# Husband mentally ill



## venuslove (Apr 16, 2012)

Hi- I am going to give the short low down here. My husband has been seriously emotionally manipulative for years - but more so since right after we married and has threatened to kill himself regularly for the past two years. He was told by several- maybe five- counselors/psychs/therapists to take antidepressants. He won't. He has taken them regularly for about two weeks on two seperate occasions months apart. He used to try and lie to me about taking them- even just blatant things that we both knew couldn't be true. He started lieing like that alot after we married. Anyways, now he just flat out says that they don't help (which isn't true, we both agreed that we saw an improvement after even a week both times he took them. The last counselor we saw jointly he started telling how he was always thinking of killing himself and how it was all my fault and when she asked if she needed to call someone he started yelling and telling her to stop judging him and walked out. And now says joint counseling won't help. This was at the second session.
He is angry about EVERYTHING. He can maintain for maybe a day or two and then he starts in on me. Today it was the t.v. He didn't want it in the wall so we haven't had tv for over a month. When I ask him to put it up again he says he will because I always get what I want and I am just going to do what I want anyways, etc. I try not to respond to these types of passive aggressive intentionally provoking statements, but I was real tired today and told him that he needs to treat me with respect and I had already told him that we could get a stand, etc. and that we would just get a stand for it. Then he didn't want the stand. He just wanted to put up the tv cause that is what I wanted so that is what he is going to do. And on and on. It is hard to get through your mind that this person is not well. And I just was quiet the rest of the day. At dinner he was restraining our son on his lap to keep him at the table. I didn't say anything but he said, " Do you disagree with how I am treating our son?" And I said,"no." And he said, " Yes you do. You hate everything about me." I asked to please hold our son and he left the table. Again I was just quiet for the evening, reading to our son, etc. and he starts muttering about how much he hates me and wishes that he was dead. 

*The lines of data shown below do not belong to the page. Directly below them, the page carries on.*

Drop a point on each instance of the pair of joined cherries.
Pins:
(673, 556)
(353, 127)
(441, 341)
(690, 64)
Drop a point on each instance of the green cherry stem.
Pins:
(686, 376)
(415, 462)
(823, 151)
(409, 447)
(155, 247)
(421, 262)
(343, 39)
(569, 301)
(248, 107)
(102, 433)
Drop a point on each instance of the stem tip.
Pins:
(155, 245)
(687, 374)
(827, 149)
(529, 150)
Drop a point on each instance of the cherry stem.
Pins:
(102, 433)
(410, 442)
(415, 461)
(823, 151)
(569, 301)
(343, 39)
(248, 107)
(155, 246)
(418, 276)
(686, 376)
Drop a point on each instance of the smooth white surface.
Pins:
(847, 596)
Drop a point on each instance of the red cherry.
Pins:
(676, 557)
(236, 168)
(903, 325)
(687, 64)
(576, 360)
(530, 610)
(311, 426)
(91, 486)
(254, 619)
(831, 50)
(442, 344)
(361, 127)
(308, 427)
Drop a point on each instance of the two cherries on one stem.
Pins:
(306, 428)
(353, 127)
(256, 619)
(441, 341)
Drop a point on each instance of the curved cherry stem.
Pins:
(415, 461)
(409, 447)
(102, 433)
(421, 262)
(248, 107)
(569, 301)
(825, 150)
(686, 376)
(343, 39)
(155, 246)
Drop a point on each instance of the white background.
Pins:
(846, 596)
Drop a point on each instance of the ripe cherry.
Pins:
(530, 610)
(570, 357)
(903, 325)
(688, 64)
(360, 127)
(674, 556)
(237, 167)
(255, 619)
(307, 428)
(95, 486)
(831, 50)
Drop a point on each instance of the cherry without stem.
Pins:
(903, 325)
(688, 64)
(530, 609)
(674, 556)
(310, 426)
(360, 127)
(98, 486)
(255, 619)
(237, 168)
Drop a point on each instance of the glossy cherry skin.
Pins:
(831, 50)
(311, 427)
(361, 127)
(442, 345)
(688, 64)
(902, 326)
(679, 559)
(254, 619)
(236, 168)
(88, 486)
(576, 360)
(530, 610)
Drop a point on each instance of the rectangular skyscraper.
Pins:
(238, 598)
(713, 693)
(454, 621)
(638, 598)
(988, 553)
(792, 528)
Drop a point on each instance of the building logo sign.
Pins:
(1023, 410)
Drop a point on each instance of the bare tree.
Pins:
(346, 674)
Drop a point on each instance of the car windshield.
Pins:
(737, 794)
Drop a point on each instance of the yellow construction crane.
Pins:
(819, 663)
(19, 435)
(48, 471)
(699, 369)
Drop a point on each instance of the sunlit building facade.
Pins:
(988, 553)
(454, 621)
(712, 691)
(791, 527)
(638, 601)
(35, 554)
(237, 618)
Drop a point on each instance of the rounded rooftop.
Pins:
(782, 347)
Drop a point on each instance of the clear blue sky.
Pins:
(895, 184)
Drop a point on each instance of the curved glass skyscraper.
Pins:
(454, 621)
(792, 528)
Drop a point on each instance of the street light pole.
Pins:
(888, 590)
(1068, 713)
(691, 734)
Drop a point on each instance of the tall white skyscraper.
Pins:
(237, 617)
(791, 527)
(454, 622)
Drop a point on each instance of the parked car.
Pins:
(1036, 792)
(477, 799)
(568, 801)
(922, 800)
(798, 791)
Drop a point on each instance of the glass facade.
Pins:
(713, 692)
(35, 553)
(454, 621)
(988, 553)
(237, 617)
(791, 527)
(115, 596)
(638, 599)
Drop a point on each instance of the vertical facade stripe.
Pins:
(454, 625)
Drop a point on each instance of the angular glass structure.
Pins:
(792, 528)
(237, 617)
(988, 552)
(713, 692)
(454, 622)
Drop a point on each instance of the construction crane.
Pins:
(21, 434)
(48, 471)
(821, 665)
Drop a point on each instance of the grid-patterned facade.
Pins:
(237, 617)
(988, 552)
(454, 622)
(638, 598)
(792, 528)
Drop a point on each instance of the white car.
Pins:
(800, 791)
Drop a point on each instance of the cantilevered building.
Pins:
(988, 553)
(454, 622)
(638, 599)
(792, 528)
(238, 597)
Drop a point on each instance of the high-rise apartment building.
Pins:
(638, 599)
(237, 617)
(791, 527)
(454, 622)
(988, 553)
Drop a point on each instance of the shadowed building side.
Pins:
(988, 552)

He is not rational. I have told him that I want a divorce if he won't go to conseling or take his pills. He still won't. But he gets really upset when I mention us getting a divorce and says that he "loves me more than anything" and doesn't want a divorce. 
We have a two year old son and a lawyer told me that he is almost sure to get half custody. Umm- no. I am not abandoning my son to a person who lies, yells, and threatens to kill themsleves all the time when they don't get want they want. Maybe that sounds callous, but after two years of all his manipulations, I really feel that yes, he is mentally ill, but that he will also go to very extreme measures to get what he wants including using his so called depression to get out of any responsibilites or having to act decently. 
How can I get away from him and keep my son? I really don't want to take his son away from him or take my son away from his dad, but I can't and shouldn't have to live like this. He had been gone for almost a month and a half and I felt so good. I started going out with friends alot more and having more playdates than ever. I started doing yoga and the house was actually cleaner than when he is here. Please help me. Thank you!:scratchhead:


----------



## VeggieMom (Jun 25, 2013)

You need to get some good advice from lawyers on this one, but there are ways to document this stuff so that it shows in court he might be a danger to the child if he is left alone with him, or at the least, his illness may make him unable to provide good care. I don't know what kind of documentation or witnesses are needed for this. 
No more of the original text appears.